Interested to read in yesterday's Guardian about the erring spreadsheet. It seems that a major plank in our Chancellor's evidence based policy making has got a touch warped. Or maybe a touch of dry rot. It seems that Professors Rheinegold and Bogoff late of the IMF and other illustrious institutions got a bit overconfident and published the spreadsheet containing the evidence on which some important policy advice was founded. A rival gang took the spreadsheet apart and found various errors, errors which did the evidence no good at all.
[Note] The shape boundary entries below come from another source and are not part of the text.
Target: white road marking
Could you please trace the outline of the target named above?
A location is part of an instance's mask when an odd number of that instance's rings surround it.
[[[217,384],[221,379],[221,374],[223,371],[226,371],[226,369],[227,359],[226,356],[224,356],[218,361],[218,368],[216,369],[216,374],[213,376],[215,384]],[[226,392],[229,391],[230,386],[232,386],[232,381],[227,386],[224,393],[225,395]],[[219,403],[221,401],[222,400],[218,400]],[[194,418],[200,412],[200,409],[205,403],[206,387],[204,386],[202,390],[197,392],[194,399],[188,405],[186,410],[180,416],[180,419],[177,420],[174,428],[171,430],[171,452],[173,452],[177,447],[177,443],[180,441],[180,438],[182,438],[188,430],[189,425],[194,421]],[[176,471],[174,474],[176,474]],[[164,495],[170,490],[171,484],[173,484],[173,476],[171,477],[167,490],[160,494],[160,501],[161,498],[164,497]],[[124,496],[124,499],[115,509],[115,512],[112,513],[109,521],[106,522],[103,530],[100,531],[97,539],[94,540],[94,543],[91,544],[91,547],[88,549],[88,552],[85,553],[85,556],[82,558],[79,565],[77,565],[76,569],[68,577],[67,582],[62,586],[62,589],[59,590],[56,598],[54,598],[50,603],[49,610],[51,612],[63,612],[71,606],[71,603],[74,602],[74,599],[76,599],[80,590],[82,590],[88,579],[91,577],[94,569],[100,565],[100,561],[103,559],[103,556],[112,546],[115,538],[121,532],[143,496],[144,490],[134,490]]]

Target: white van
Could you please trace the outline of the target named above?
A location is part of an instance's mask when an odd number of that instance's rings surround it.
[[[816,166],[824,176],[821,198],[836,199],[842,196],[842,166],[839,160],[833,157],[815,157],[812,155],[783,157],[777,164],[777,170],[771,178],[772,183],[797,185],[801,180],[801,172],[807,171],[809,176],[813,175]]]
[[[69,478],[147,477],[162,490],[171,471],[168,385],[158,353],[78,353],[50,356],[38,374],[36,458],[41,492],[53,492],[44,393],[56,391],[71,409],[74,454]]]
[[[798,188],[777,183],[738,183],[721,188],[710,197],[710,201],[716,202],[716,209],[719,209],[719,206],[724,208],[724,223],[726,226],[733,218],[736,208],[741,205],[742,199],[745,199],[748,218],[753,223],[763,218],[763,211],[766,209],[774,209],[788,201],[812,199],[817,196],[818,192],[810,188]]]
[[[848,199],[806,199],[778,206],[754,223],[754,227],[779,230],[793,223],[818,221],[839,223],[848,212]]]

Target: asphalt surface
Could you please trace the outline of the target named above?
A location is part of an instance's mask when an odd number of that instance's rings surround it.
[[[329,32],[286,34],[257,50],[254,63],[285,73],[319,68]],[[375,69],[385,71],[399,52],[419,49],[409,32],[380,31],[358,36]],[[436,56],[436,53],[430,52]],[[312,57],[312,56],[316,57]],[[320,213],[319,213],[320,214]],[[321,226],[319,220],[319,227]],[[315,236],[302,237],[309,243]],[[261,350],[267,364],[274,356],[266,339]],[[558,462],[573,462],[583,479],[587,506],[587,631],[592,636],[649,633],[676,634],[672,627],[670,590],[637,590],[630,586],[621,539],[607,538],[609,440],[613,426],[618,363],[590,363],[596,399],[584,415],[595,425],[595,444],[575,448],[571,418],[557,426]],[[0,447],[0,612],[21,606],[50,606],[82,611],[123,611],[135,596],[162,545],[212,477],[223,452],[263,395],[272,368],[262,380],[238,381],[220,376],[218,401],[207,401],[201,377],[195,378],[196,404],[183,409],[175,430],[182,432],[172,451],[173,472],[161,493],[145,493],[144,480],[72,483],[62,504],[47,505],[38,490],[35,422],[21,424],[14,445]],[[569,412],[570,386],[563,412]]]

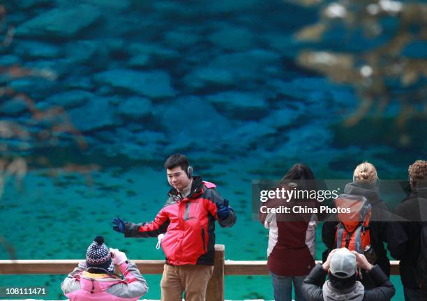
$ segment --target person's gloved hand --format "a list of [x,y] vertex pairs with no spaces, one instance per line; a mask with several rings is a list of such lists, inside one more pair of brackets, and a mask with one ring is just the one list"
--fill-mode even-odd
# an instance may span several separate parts
[[113,230],[114,231],[124,233],[125,222],[120,217],[114,217],[111,222],[113,223]]
[[227,219],[230,216],[230,209],[228,207],[228,200],[224,200],[223,205],[220,205],[219,203],[216,203],[216,214],[218,218],[222,220]]
[[124,252],[119,251],[118,249],[110,248],[111,252],[111,257],[113,258],[114,263],[117,265],[120,265],[128,260],[126,254]]

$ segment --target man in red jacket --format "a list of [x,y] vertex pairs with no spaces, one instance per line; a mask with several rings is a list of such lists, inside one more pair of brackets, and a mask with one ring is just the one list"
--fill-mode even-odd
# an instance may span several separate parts
[[117,217],[112,221],[113,229],[126,237],[165,233],[161,241],[166,255],[161,300],[181,301],[185,291],[186,300],[202,301],[214,271],[215,221],[221,227],[231,227],[236,215],[214,184],[193,176],[193,168],[185,156],[172,155],[165,168],[172,189],[156,219],[136,224]]

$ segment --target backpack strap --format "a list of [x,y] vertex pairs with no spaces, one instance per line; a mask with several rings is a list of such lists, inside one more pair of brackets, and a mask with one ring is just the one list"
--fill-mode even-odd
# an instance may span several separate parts
[[363,228],[364,228],[364,226],[362,223],[360,223],[359,226],[354,230],[354,249],[355,249],[354,251],[356,251],[359,254],[364,254],[364,250],[362,250],[361,240],[361,236],[360,235],[360,232],[362,230]]
[[336,249],[341,248],[341,241],[343,240],[343,237],[344,236],[344,230],[345,227],[343,223],[340,223],[338,224],[336,228]]

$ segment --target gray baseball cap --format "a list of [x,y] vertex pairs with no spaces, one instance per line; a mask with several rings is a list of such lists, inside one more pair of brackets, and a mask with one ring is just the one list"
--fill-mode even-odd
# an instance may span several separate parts
[[329,269],[331,273],[337,278],[351,277],[357,269],[356,256],[347,249],[336,250],[331,258]]

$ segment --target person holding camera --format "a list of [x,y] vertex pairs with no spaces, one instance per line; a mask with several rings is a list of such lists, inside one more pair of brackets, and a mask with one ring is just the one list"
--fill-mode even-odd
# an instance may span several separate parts
[[[366,290],[357,280],[358,268],[366,271],[374,288]],[[327,275],[329,279],[325,281]],[[341,248],[332,250],[323,264],[316,265],[304,280],[302,293],[307,301],[388,301],[395,289],[378,265],[371,265],[355,251]]]
[[[114,273],[114,264],[123,276]],[[108,249],[102,236],[89,246],[86,260],[61,284],[70,301],[133,301],[148,291],[136,265],[117,249]]]

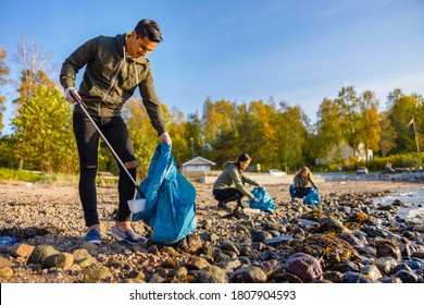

But I do have some sympathy for the careless professors. Excel is a very powerful tool and one can use it to build more or less arbitrarily complicated spreadsheets. The catch being that all the fun is in the building and it is all too easy to ease up on the boring old business of testing. Even those academic drudges who used to be called research assistants but who probably now have a grander title might baulk at it. Not part of my job description guv..
At about the time I packed up work, the drill was that you hired testers whose only business was to test and so test they did. It almost got to the point where you paid them by results: £A times the number of severity 1 errors plus £B times the number of severity 2 errors and so on and so forth. And if you did not keep them under control, they could get you under control, more or less taking over the management of the development cycle for the fattening of their budgets and pay cheques. But I doubt if an economic professor would care to burn up his budget in this way - it is not as if he has any penalty clauses hanging over his work. Maybe he just relies on good old academic rivalry to push any errors up to the surface, one gang being only too pleased to be able to trash the work of the other gang, although if they have good manners they try not to let it show too much what a bang they get out of said trashing. Much wailing and many crocodile tears instead.
There was also mention in the Guardian of a gang called the 'European Spreadsheet Risk Group' (see http://www.eusprig.org/) which made me wonder whether any thought was given to the risk of a disgruntled Microsoft employee or contractor putting time bombs into the Excel code itself. Something which would sit there, inactive, until triggered by something or other, when it would start corrupting execution in some reasonably subtle way. So that big spreadsheets slowly degraded, putting out all kinds of slightly duff stuff in the meanwhile. I would have thought that such code could be quite hard to detect; it would not need to be bulky and it would not need to do odd things with core data. Let us hope that our Security Service is on the case.